Homenagem aos civis mortos durante a Revolução Húngara de 1956

Homenagem aos civis mortos durante a Revolução Húngara de 1956

Enfim… aos que duvidam ou desgostam desse tipo de viagem, ou de sua proposta, eu deixo um pensamento: a vida não é feita somente de felicidade. Às vezes as grandes obras – que tanto admiramos e tomamos de exemplo – são deixadas por pessoas que sofreram com dores, castigos e penas impensáveis pra gente. Mais importante do que valorizar o resultado é entender o processo – e ele nem sempre acontece num caminho de flores.

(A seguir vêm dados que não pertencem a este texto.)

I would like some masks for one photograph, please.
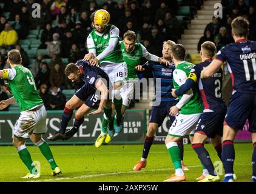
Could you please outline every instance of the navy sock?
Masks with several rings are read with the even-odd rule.
[[[78,119],[76,118],[75,119],[75,122],[74,122],[74,127],[75,129],[78,129],[81,125],[84,122],[84,118],[82,118],[80,119]]]
[[[149,155],[149,150],[153,143],[153,137],[149,137],[146,135],[145,141],[144,141],[143,152],[142,153],[142,158],[146,159]]]
[[[214,147],[215,149],[216,152],[217,152],[218,156],[220,158],[220,160],[222,161],[222,146],[221,144],[218,144],[218,146],[216,146]]]
[[[253,145],[254,148],[252,156],[252,176],[256,176],[256,142]]]
[[[235,149],[233,141],[224,141],[222,143],[222,162],[225,170],[225,174],[234,174],[234,160]]]
[[[183,160],[184,155],[184,145],[183,145],[183,138],[181,138],[179,141],[177,142],[178,147],[180,149],[180,155],[181,160]]]
[[[203,144],[194,144],[192,145],[193,149],[195,151],[201,162],[208,170],[209,174],[215,176],[214,173],[214,167],[211,160],[208,152],[204,147]]]
[[[65,107],[64,111],[61,115],[61,128],[59,129],[59,132],[61,133],[65,133],[66,129],[69,121],[71,119],[73,115],[73,110],[69,109]]]

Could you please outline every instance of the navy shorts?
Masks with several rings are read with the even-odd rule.
[[[158,106],[153,106],[151,110],[150,116],[149,117],[149,122],[155,122],[160,127],[164,121],[166,116],[168,115],[170,117],[170,126],[175,119],[175,116],[170,116],[169,115],[170,108],[177,104],[178,101],[173,101],[169,102],[161,101]]]
[[[84,85],[75,94],[84,104],[92,109],[98,109],[100,102],[100,95],[97,90],[90,87]]]
[[[224,124],[236,130],[243,130],[247,119],[249,131],[256,133],[256,95],[236,92],[227,107]]]
[[[225,115],[226,112],[203,113],[197,125],[195,133],[202,133],[212,139],[216,135],[222,136]]]

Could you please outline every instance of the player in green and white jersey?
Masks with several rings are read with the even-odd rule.
[[[176,44],[172,48],[172,59],[176,69],[173,72],[173,83],[175,90],[185,83],[191,69],[192,63],[184,61],[186,51],[183,45]],[[170,127],[165,143],[174,164],[175,174],[165,182],[180,182],[186,180],[181,163],[177,142],[184,136],[193,136],[195,128],[203,113],[204,107],[195,85],[187,92],[178,96],[179,102],[170,109],[171,116],[176,119]]]
[[[21,115],[13,130],[13,145],[19,157],[26,166],[29,173],[23,178],[37,178],[40,172],[33,163],[30,154],[25,145],[30,138],[37,146],[44,156],[50,163],[53,176],[61,173],[53,159],[48,144],[42,138],[42,134],[47,131],[46,110],[43,101],[36,90],[34,78],[30,71],[21,64],[21,55],[18,50],[8,53],[8,62],[12,69],[0,70],[0,78],[9,85],[13,95],[7,100],[0,102],[0,110],[10,104],[17,102]]]
[[[104,10],[96,10],[92,14],[91,19],[94,29],[87,37],[89,53],[85,55],[84,59],[89,61],[92,65],[100,65],[109,75],[113,85],[113,89],[110,90],[110,95],[116,112],[115,119],[112,116],[111,108],[104,109],[106,118],[112,118],[112,119],[107,121],[107,133],[106,130],[101,131],[95,142],[95,146],[99,147],[105,139],[107,143],[111,141],[114,129],[120,131],[123,129],[123,100],[120,90],[127,76],[127,70],[119,42],[119,29],[113,25],[107,24],[110,20],[109,13]],[[103,119],[103,125],[107,125],[106,121],[107,120]]]
[[[137,71],[135,68],[141,65],[141,61],[143,58],[147,60],[158,62],[165,65],[169,64],[167,60],[162,59],[156,55],[148,52],[144,45],[140,43],[136,43],[136,34],[133,31],[128,30],[124,34],[123,41],[120,42],[122,51],[123,57],[126,62],[128,70],[126,79],[124,81],[124,85],[120,90],[121,96],[123,99],[122,115],[130,103],[133,96],[135,82],[138,80]],[[104,120],[106,119],[104,118]],[[107,123],[107,121],[103,121],[103,124]],[[107,124],[102,125],[102,130],[106,131]],[[121,130],[115,130],[116,133],[120,133]],[[106,140],[111,141],[112,138],[107,138]],[[109,143],[107,142],[107,143]]]

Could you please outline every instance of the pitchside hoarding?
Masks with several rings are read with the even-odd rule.
[[[48,132],[44,139],[58,131],[62,111],[47,112]],[[94,144],[101,129],[103,114],[85,116],[85,120],[78,132],[67,141],[59,141],[50,144]],[[0,145],[11,145],[13,129],[19,116],[19,112],[0,112]],[[73,118],[69,122],[67,130],[72,128]],[[127,110],[124,120],[124,130],[113,139],[112,144],[134,144],[144,142],[146,129],[145,110]],[[28,142],[31,142],[30,141]]]

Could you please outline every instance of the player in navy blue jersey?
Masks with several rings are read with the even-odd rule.
[[[103,69],[91,66],[88,61],[79,60],[75,64],[69,64],[65,69],[65,74],[72,81],[82,79],[84,84],[66,102],[61,116],[60,129],[53,136],[47,138],[50,141],[70,138],[77,132],[84,122],[84,115],[93,109],[96,110],[88,113],[87,116],[100,113],[104,109],[107,118],[112,116],[112,102],[107,99],[111,86],[109,84],[111,84]],[[72,117],[73,110],[77,107],[79,108],[75,115],[73,127],[65,133],[67,124]]]
[[[214,172],[214,167],[209,155],[204,147],[207,138],[212,139],[213,146],[221,159],[221,136],[223,132],[223,121],[226,107],[222,98],[223,70],[220,68],[213,76],[207,79],[201,79],[201,72],[212,61],[216,47],[212,42],[204,42],[200,52],[202,62],[195,65],[185,84],[177,90],[173,89],[173,96],[186,93],[195,82],[197,83],[204,109],[195,131],[192,148],[197,153],[201,162],[206,167],[203,175],[197,178],[202,182],[212,182],[220,179]]]
[[[171,41],[164,42],[163,45],[163,58],[171,61],[172,47],[175,43]],[[155,89],[156,92],[156,104],[157,106],[153,106],[151,110],[151,115],[149,118],[149,124],[147,132],[145,137],[144,143],[143,151],[141,161],[138,162],[133,167],[133,170],[140,170],[142,168],[144,168],[147,164],[147,158],[150,147],[153,142],[153,136],[157,129],[160,127],[167,115],[170,117],[170,125],[175,120],[175,116],[170,116],[169,115],[170,108],[175,105],[177,100],[173,98],[170,92],[172,85],[172,72],[175,66],[171,63],[170,66],[166,66],[164,64],[160,64],[157,62],[151,61],[147,61],[143,65],[138,65],[135,69],[138,71],[143,71],[145,69],[150,69],[153,75],[155,82]],[[157,84],[156,79],[161,79],[161,85]],[[181,152],[181,155],[183,156],[183,139],[181,139],[179,142],[179,147]],[[184,170],[188,170],[187,168],[183,164]]]
[[[248,119],[254,147],[251,181],[256,182],[256,42],[247,39],[249,22],[246,19],[238,17],[233,20],[231,26],[235,42],[218,52],[216,59],[202,71],[201,78],[212,76],[223,62],[227,62],[234,91],[223,127],[222,161],[225,170],[223,181],[234,181],[234,139]]]

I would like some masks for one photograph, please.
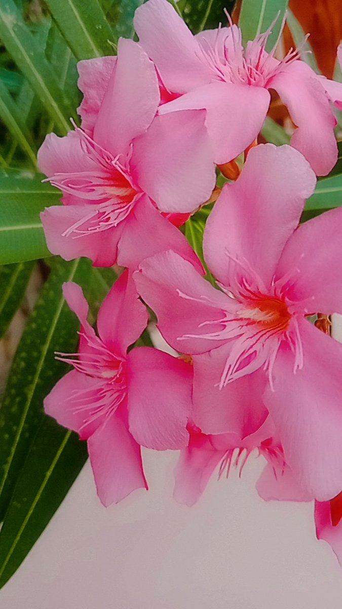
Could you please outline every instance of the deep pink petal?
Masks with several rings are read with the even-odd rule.
[[[88,441],[97,495],[106,507],[136,488],[148,488],[140,446],[130,434],[126,419],[121,409]]]
[[[133,277],[139,293],[156,314],[162,336],[176,351],[200,353],[225,342],[201,335],[208,334],[208,328],[211,332],[222,329],[219,320],[228,297],[178,254],[169,250],[144,260]],[[201,326],[207,322],[209,326]],[[187,334],[198,337],[183,339]]]
[[[132,435],[147,448],[183,448],[189,442],[192,367],[150,347],[133,349],[127,367]]]
[[[305,319],[299,329],[303,368],[293,373],[294,354],[283,343],[273,371],[274,390],[267,389],[264,401],[299,485],[324,501],[341,486],[342,345]]]
[[[304,62],[296,61],[268,83],[287,106],[297,125],[291,141],[317,175],[326,175],[337,160],[336,120],[321,80]]]
[[[114,156],[150,126],[160,100],[156,72],[139,44],[120,38],[117,62],[99,111],[96,142]]]
[[[66,235],[68,229],[85,219],[82,230],[92,227],[97,206],[66,205],[47,207],[40,214],[47,247],[52,254],[61,256],[65,260],[73,260],[82,256],[92,260],[94,266],[112,266],[116,262],[117,242],[122,233],[124,222],[105,231],[77,235]],[[87,216],[94,212],[91,219]],[[63,236],[64,234],[64,236]]]
[[[192,419],[204,434],[234,433],[241,440],[266,420],[262,395],[267,378],[263,371],[258,370],[220,389],[230,348],[224,345],[194,356]]]
[[[77,63],[80,75],[77,85],[83,94],[77,112],[82,119],[82,129],[91,136],[110,79],[115,69],[117,58],[110,55],[83,59]]]
[[[99,334],[117,355],[138,340],[148,321],[146,307],[137,294],[131,275],[126,270],[114,284],[97,316]]]
[[[203,272],[199,259],[181,231],[161,216],[147,197],[141,197],[125,222],[118,264],[136,269],[145,258],[169,248]]]
[[[226,451],[214,448],[209,436],[191,434],[189,446],[181,451],[175,471],[176,501],[189,506],[196,503]]]
[[[55,174],[96,171],[97,163],[85,153],[79,133],[69,131],[64,138],[46,136],[38,152],[38,166],[48,177]]]
[[[232,284],[232,258],[269,286],[315,183],[309,163],[291,146],[251,150],[241,175],[225,186],[207,222],[203,251],[215,276]]]
[[[270,93],[266,89],[211,82],[163,105],[159,113],[206,109],[206,125],[215,162],[220,164],[235,158],[255,139],[269,105]]]
[[[312,501],[312,495],[302,488],[288,465],[276,468],[268,463],[256,483],[256,490],[265,501]]]
[[[330,501],[315,501],[315,522],[317,538],[329,544],[342,566],[342,521],[332,526]]]
[[[162,211],[194,211],[211,195],[216,175],[204,119],[196,111],[157,116],[134,142],[132,175]]]
[[[137,9],[134,26],[169,91],[183,93],[212,77],[198,42],[166,0],[149,0]]]
[[[307,313],[342,313],[342,209],[301,225],[287,242],[276,278],[293,269],[288,298]]]
[[[79,433],[83,439],[88,439],[94,433],[97,424],[86,425],[85,410],[80,409],[79,393],[96,393],[99,381],[86,375],[72,370],[63,376],[44,400],[44,409],[60,425]]]

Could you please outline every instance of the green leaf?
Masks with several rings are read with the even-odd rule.
[[[66,371],[54,352],[73,353],[76,347],[79,323],[65,301],[61,284],[87,285],[91,274],[88,260],[56,259],[20,340],[0,409],[0,519],[45,416],[43,400]]]
[[[291,138],[287,135],[282,127],[278,125],[270,116],[267,116],[265,119],[261,133],[268,142],[275,144],[277,146],[281,146],[283,144],[290,144],[291,140]]]
[[[97,0],[46,0],[77,59],[113,54],[113,34]]]
[[[41,177],[29,172],[0,173],[0,264],[51,255],[39,214],[58,205],[61,194],[42,184]]]
[[[18,309],[33,269],[33,262],[19,262],[0,267],[0,339],[6,332]]]
[[[14,99],[1,80],[0,80],[0,118],[9,131],[18,140],[19,146],[27,155],[33,167],[35,167],[37,149],[32,136],[23,120]]]
[[[39,41],[26,26],[13,0],[0,2],[0,38],[54,121],[58,130],[69,129],[74,108],[66,100]]]
[[[331,209],[342,205],[342,174],[319,180],[315,192],[308,199],[305,211]]]
[[[286,18],[286,21],[288,26],[288,29],[292,34],[292,38],[293,38],[293,42],[296,47],[298,48],[301,46],[305,38],[304,31],[301,26],[298,19],[295,16],[293,13],[290,9],[287,11],[287,15]],[[310,68],[316,72],[317,74],[321,74],[321,71],[318,68],[317,65],[317,62],[316,61],[316,57],[313,51],[312,51],[311,45],[309,40],[307,40],[304,46],[301,47],[302,49],[304,52],[302,54],[302,59],[303,62],[307,63]],[[306,52],[305,52],[306,51]],[[338,63],[338,62],[337,62]]]
[[[203,233],[205,227],[204,217],[200,211],[198,214],[192,216],[186,222],[185,236],[203,265],[206,272],[206,279],[208,279],[208,281],[210,281],[213,286],[216,286],[215,278],[208,269],[203,256]]]
[[[271,51],[280,34],[288,4],[288,0],[242,0],[239,25],[244,44],[266,32],[278,16],[266,46]]]
[[[0,588],[20,566],[87,457],[86,443],[46,417],[33,440],[0,532]]]

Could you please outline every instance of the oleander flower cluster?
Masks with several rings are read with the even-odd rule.
[[[270,32],[245,47],[230,21],[194,36],[167,0],[134,26],[117,57],[79,62],[80,127],[39,152],[63,193],[42,214],[50,251],[121,273],[96,329],[65,284],[79,347],[57,354],[72,369],[46,412],[86,440],[105,505],[148,488],[142,446],[180,451],[174,495],[189,505],[259,452],[259,494],[315,502],[317,537],[342,561],[342,345],[312,323],[342,314],[342,209],[300,224],[337,158],[342,85],[299,52],[267,52]],[[290,146],[257,145],[270,90]],[[211,283],[182,228],[204,205]],[[148,310],[178,355],[136,346]]]

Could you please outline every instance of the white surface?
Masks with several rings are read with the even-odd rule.
[[[342,569],[315,540],[312,505],[259,499],[262,458],[187,508],[171,496],[176,457],[146,451],[151,490],[106,510],[87,463],[1,609],[341,609]]]

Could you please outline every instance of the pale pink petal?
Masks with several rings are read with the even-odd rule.
[[[276,277],[293,270],[288,297],[307,313],[342,313],[342,209],[331,209],[302,225],[290,238]]]
[[[267,86],[279,93],[298,127],[291,146],[304,154],[317,175],[326,175],[337,160],[336,119],[321,81],[304,62],[296,61],[271,78]]]
[[[136,269],[145,258],[172,248],[198,272],[202,265],[178,228],[164,218],[147,197],[141,197],[126,219],[119,244],[118,264]]]
[[[97,329],[106,347],[125,356],[148,321],[146,307],[139,300],[128,270],[119,277],[105,298],[97,316]]]
[[[82,119],[82,129],[91,136],[116,60],[117,57],[109,56],[83,59],[77,63],[80,75],[77,85],[83,94],[77,112]]]
[[[82,224],[82,230],[91,228],[96,218],[97,206],[66,205],[47,207],[40,214],[44,227],[47,247],[52,254],[61,256],[65,260],[73,260],[82,256],[90,258],[94,266],[112,266],[116,262],[117,242],[124,222],[117,227],[99,232],[80,235],[68,233],[76,223]],[[94,214],[94,215],[92,215]],[[90,219],[87,217],[92,216]]]
[[[117,62],[99,111],[94,138],[114,156],[150,126],[160,100],[156,72],[139,44],[120,38]]]
[[[65,281],[62,289],[69,308],[77,316],[81,326],[88,334],[94,336],[95,331],[88,321],[89,304],[82,287],[74,281]]]
[[[134,26],[169,91],[183,93],[212,77],[198,42],[166,0],[149,0],[139,7]]]
[[[274,391],[264,395],[299,484],[319,501],[334,497],[342,481],[342,345],[305,319],[298,320],[304,365],[293,372],[287,343],[273,370]]]
[[[342,83],[330,80],[324,76],[319,77],[319,82],[336,107],[342,110]]]
[[[38,152],[38,166],[48,177],[55,174],[97,171],[95,161],[85,153],[79,133],[69,131],[64,138],[55,133],[46,136]]]
[[[259,478],[256,490],[265,501],[312,501],[312,495],[302,488],[288,465],[268,463]]]
[[[192,419],[204,434],[234,433],[242,440],[266,420],[262,398],[267,379],[258,370],[220,389],[231,348],[228,343],[194,356]]]
[[[330,501],[315,501],[315,522],[317,538],[329,544],[342,566],[342,521],[333,526]]]
[[[189,446],[181,451],[175,470],[176,501],[189,506],[196,503],[226,452],[226,448],[214,448],[209,436],[190,434]]]
[[[270,99],[268,91],[262,87],[211,82],[164,104],[159,111],[206,109],[214,160],[221,164],[239,156],[255,139]]]
[[[244,273],[251,268],[269,286],[315,184],[309,163],[291,146],[251,150],[241,175],[225,186],[207,222],[203,251],[215,276],[231,284],[237,260]]]
[[[150,347],[127,358],[130,431],[139,444],[164,451],[183,448],[192,409],[192,367]]]
[[[90,420],[89,410],[96,404],[100,390],[98,379],[72,370],[63,376],[44,400],[44,409],[60,425],[77,432],[82,440],[88,440],[103,421],[103,417]],[[82,407],[82,398],[87,404]],[[91,398],[93,402],[91,402]]]
[[[222,329],[220,320],[228,297],[190,262],[169,250],[144,260],[133,277],[139,293],[156,314],[162,336],[176,351],[200,353],[225,342],[201,335]],[[208,322],[209,326],[201,326]],[[188,334],[198,337],[183,338]]]
[[[134,141],[130,166],[134,181],[162,211],[194,211],[216,183],[205,113],[157,116]]]
[[[89,438],[88,449],[97,495],[106,507],[136,488],[148,488],[141,448],[128,431],[123,409]]]

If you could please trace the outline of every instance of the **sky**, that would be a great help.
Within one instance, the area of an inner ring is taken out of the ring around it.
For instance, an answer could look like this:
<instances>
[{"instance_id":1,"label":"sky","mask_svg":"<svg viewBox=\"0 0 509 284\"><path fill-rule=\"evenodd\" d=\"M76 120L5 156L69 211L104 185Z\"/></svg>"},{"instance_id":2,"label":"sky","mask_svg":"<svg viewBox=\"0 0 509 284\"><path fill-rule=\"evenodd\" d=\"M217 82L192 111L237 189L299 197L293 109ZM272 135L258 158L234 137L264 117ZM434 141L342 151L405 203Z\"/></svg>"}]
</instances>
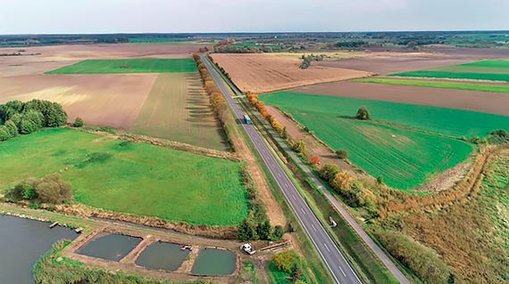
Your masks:
<instances>
[{"instance_id":1,"label":"sky","mask_svg":"<svg viewBox=\"0 0 509 284\"><path fill-rule=\"evenodd\" d=\"M509 0L0 1L0 34L509 29Z\"/></svg>"}]
</instances>

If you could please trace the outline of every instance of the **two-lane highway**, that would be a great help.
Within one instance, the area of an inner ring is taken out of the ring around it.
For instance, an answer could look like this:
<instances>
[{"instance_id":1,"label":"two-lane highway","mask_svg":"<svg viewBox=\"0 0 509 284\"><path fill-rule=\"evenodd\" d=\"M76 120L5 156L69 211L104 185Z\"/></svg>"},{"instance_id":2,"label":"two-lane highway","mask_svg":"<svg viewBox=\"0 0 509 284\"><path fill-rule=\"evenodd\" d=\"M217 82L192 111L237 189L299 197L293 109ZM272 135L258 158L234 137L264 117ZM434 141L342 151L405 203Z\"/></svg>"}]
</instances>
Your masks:
<instances>
[{"instance_id":1,"label":"two-lane highway","mask_svg":"<svg viewBox=\"0 0 509 284\"><path fill-rule=\"evenodd\" d=\"M240 107L231 97L228 87L220 77L215 67L212 65L205 56L202 55L201 58L215 83L220 87L225 100L233 110L235 116L238 119L242 121L244 111L242 111ZM361 283L361 280L350 264L346 262L336 244L327 234L327 231L322 227L321 223L314 215L311 208L307 206L296 186L287 175L287 173L278 163L278 160L270 150L267 144L265 144L260 134L252 125L243 124L242 126L253 142L254 148L256 148L256 150L260 153L260 156L269 168L269 171L278 183L280 189L283 191L283 194L296 213L303 228L306 231L318 252L323 258L324 263L334 276L336 281L340 284Z\"/></svg>"}]
</instances>

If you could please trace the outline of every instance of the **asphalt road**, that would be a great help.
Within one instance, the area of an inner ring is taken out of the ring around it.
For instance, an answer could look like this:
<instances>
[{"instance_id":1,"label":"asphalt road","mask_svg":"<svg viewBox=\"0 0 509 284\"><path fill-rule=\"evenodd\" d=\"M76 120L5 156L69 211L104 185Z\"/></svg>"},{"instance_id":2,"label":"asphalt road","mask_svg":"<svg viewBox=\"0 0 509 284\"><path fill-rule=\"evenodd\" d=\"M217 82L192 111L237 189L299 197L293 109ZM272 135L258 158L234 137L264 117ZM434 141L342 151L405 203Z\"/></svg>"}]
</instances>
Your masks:
<instances>
[{"instance_id":1,"label":"asphalt road","mask_svg":"<svg viewBox=\"0 0 509 284\"><path fill-rule=\"evenodd\" d=\"M233 110L235 116L240 121L243 121L244 111L237 104L231 97L228 87L215 72L215 68L211 65L209 61L202 56L202 61L209 69L211 76L220 87L224 98ZM242 124L247 135L253 142L254 148L260 153L262 159L269 168L269 171L278 183L280 189L287 198L292 209L296 213L302 226L306 231L313 243L318 249L318 252L323 258L326 265L334 276L336 281L340 284L362 283L350 264L346 262L336 244L321 226L320 221L314 215L311 208L307 206L303 197L298 192L296 186L292 183L286 172L276 160L276 158L269 150L269 147L263 142L260 134L252 125Z\"/></svg>"}]
</instances>

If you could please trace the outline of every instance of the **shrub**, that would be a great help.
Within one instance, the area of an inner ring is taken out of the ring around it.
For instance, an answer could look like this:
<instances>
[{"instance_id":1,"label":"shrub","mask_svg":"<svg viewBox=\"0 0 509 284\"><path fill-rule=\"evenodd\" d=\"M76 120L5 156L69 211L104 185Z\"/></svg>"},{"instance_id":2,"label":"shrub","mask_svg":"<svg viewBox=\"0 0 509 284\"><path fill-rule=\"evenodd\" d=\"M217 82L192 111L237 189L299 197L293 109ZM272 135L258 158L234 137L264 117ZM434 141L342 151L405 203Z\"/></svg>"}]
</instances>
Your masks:
<instances>
[{"instance_id":1,"label":"shrub","mask_svg":"<svg viewBox=\"0 0 509 284\"><path fill-rule=\"evenodd\" d=\"M300 266L298 256L293 250L287 250L274 255L272 263L279 271L288 274L292 272L295 266Z\"/></svg>"},{"instance_id":2,"label":"shrub","mask_svg":"<svg viewBox=\"0 0 509 284\"><path fill-rule=\"evenodd\" d=\"M305 152L305 143L304 141L297 141L292 144L292 149L297 153Z\"/></svg>"},{"instance_id":3,"label":"shrub","mask_svg":"<svg viewBox=\"0 0 509 284\"><path fill-rule=\"evenodd\" d=\"M346 171L338 171L330 181L330 185L343 193L352 189L352 182L354 182L354 176Z\"/></svg>"},{"instance_id":4,"label":"shrub","mask_svg":"<svg viewBox=\"0 0 509 284\"><path fill-rule=\"evenodd\" d=\"M260 239L270 239L272 234L272 227L271 227L271 223L269 220L265 220L262 223L258 224L256 227L256 233Z\"/></svg>"},{"instance_id":5,"label":"shrub","mask_svg":"<svg viewBox=\"0 0 509 284\"><path fill-rule=\"evenodd\" d=\"M247 219L244 219L238 224L237 231L238 237L240 241L255 240L258 239L256 231L254 231L254 228L253 228L253 225L247 221Z\"/></svg>"},{"instance_id":6,"label":"shrub","mask_svg":"<svg viewBox=\"0 0 509 284\"><path fill-rule=\"evenodd\" d=\"M314 156L314 157L311 158L310 162L312 165L318 165L318 164L320 164L320 158L318 158L317 156Z\"/></svg>"},{"instance_id":7,"label":"shrub","mask_svg":"<svg viewBox=\"0 0 509 284\"><path fill-rule=\"evenodd\" d=\"M283 239L283 235L285 234L285 230L281 225L276 225L274 227L274 231L272 232L272 240L280 240Z\"/></svg>"},{"instance_id":8,"label":"shrub","mask_svg":"<svg viewBox=\"0 0 509 284\"><path fill-rule=\"evenodd\" d=\"M355 116L355 118L362 120L371 119L371 114L365 107L360 107L359 110L357 110L357 115Z\"/></svg>"},{"instance_id":9,"label":"shrub","mask_svg":"<svg viewBox=\"0 0 509 284\"><path fill-rule=\"evenodd\" d=\"M339 158L341 159L345 159L345 158L348 158L348 152L343 149L339 149L339 150L336 150L336 155L338 156L338 158Z\"/></svg>"},{"instance_id":10,"label":"shrub","mask_svg":"<svg viewBox=\"0 0 509 284\"><path fill-rule=\"evenodd\" d=\"M318 171L318 174L321 179L329 183L336 176L336 174L338 174L338 172L339 172L338 166L334 164L325 164Z\"/></svg>"},{"instance_id":11,"label":"shrub","mask_svg":"<svg viewBox=\"0 0 509 284\"><path fill-rule=\"evenodd\" d=\"M83 119L81 118L76 118L76 119L74 119L74 123L72 124L72 126L74 127L81 127L83 126L84 122Z\"/></svg>"},{"instance_id":12,"label":"shrub","mask_svg":"<svg viewBox=\"0 0 509 284\"><path fill-rule=\"evenodd\" d=\"M379 231L387 250L427 283L447 283L450 272L437 253L397 231Z\"/></svg>"},{"instance_id":13,"label":"shrub","mask_svg":"<svg viewBox=\"0 0 509 284\"><path fill-rule=\"evenodd\" d=\"M40 201L59 204L72 198L72 186L58 174L50 174L34 185Z\"/></svg>"}]
</instances>

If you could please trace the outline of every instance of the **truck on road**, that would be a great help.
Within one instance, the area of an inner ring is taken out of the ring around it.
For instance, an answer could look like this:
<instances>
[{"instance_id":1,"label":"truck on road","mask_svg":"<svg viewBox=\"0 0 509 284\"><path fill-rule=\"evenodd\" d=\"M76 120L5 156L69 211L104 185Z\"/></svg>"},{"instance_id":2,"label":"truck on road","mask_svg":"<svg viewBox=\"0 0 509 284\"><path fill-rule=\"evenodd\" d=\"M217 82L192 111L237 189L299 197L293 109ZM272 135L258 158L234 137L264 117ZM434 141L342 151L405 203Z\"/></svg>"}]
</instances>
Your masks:
<instances>
[{"instance_id":1,"label":"truck on road","mask_svg":"<svg viewBox=\"0 0 509 284\"><path fill-rule=\"evenodd\" d=\"M246 125L253 124L253 121L251 121L251 118L246 114L244 115L244 123Z\"/></svg>"}]
</instances>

Portanto, entrar em contato com aquilo que fomos capazes de fazer um dia só nos faz crescer, mesmo de uma maneira que não pareça ideal num primeiro momento. Pro bem ou pro mal, o ser humano evolui todos os dias. Não tenha medo de evoluir alguns anos em poucas horas – porque no fim das contas, é isso o que de fato acontece.